The historical fiction of Pauline Holdstock covers an array of time and place. Her previous novel, Into the Heart of the Country, longlisted for the Scotiabank Giller Prize in 2012, examined life in 18th-century Canada. Her new novel is set in 19th-century France. The Hunter and the Wild Girl resembles the earlier book in that it deals with cruelty and kindness in human nature.
The atmosphere Holdstock evokes is instantly upsetting and creepy: a young girl escapes from a filthy hut where she has been kept captive. She runs for six days. But instead of seeking help, she tries to hide from the inhabitants of Freyzus, the small village she stumbles across. Freyzus was once a bustling mill town, but lack of water has forced the mill to a standstill, and consequently much of the village’s purpose has disappeared.
For her part, the girl – who has been feral for most of her life – is focused on her own hunger and considers all human beings dangerous. When she is spotted, a chase ensues, and the girl leaps into a gorge to evade the dogs and men pursuing her. The villagers, thinking she might not have been carried away by the river, form a search party. The mayor, Raimon Pailhès, takes charge, and a young boy named Felip Maraval is lowered by ropes into the gorge. Felip tells the men that he has found the girl lying on a rock ledge, but when another boy is lowered down, he is unable to locate her. The townspeople conclude that Felip lied, but later that night, they begin to suspect that the feral girl may in fact have been there and somehow managed to flee.
By this point, it has become clear that Holdstock is interested in exploring how myths are created and how they affect us. But myth often has roots in reality; the feral child who winds up in Freyzus is undeniably real, and captivates the town’s inhabitants.
On the other side of the river from Freyzus and higher up in the hills stands the decaying Chateau d’Aveyrac. Its sole inhabitant, Peyre Rouff, neglects the building and spends most of his time engaged in taxidermy. Rouff’s attempts to make dead animals appear lifelike are a response to the tragic death of his young son more than 13 years earlier.

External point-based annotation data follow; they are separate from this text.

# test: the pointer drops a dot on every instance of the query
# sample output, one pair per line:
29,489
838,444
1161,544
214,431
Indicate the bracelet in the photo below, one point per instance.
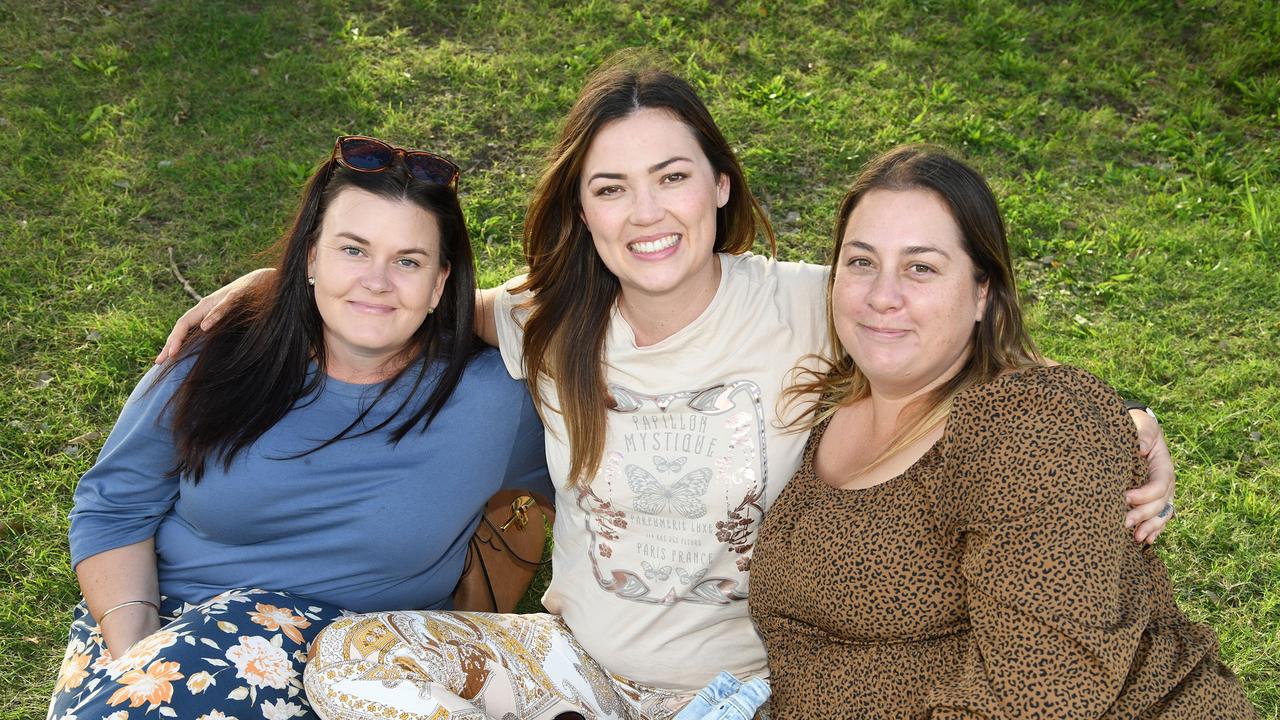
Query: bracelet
126,604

His wife has left him, and Rouff now lives in self-imposed exile, until he encounters the strange girl.
The third-person narrator moves among various characters in the novel, but the two central figures, Rouff and the girl, are so seriously damaged that it’s a challenge to forge any connection with them. Most of the characters seem either locked in unhappy solitude or forced to reckon with the difficulty of living in a place where privacy is impossible. Holdstock does a terrific job dramatizing this, and conveying the pain that accompanies the loss of a loved one.
She also deals, as in previous books, with issues of class. The chateau was built as a hunting lodge by a wealthy seigneur who lives elsewhere and has stopped returning to his former abode. The problems encountered by the people of Freyzus are the result of the seigneur diverting the town’s water for his own purposes, with no consideration for the effect such action would have on the village. Raimon Pailhès is determined to correct this situation, but as with so many of his attempts at fixing problems, his solutions only cause more problems.
The Hunter and the Wild Girl is not an easy read. The sorrow in the book is nearly relentless. And while Holdstock is gifted at metaphor – particularly those involving flight and freedom – it takes a while to get into the rhythms of the language. The most solid connections are between the girl and the landscape of southern France, and between Rouff and his dead son. Holdstock develops an almost mystical (albeit extremely limited) affiliation between the girl and Rouff, but this verges on the classically romantic. Because so little is known about the girl, and because her behaviour is driven entirely by survival instincts, she seems both literally and figuratively otherworldly and untouchable.
Possibly the most arresting aspect of the novel, apart from the exquisite sense of place, is Holdstock’s implied invitation to consider the essence of a human being. Freedom and connection are essential, the novel suggests, and the bonds that hold us together can also destroy us.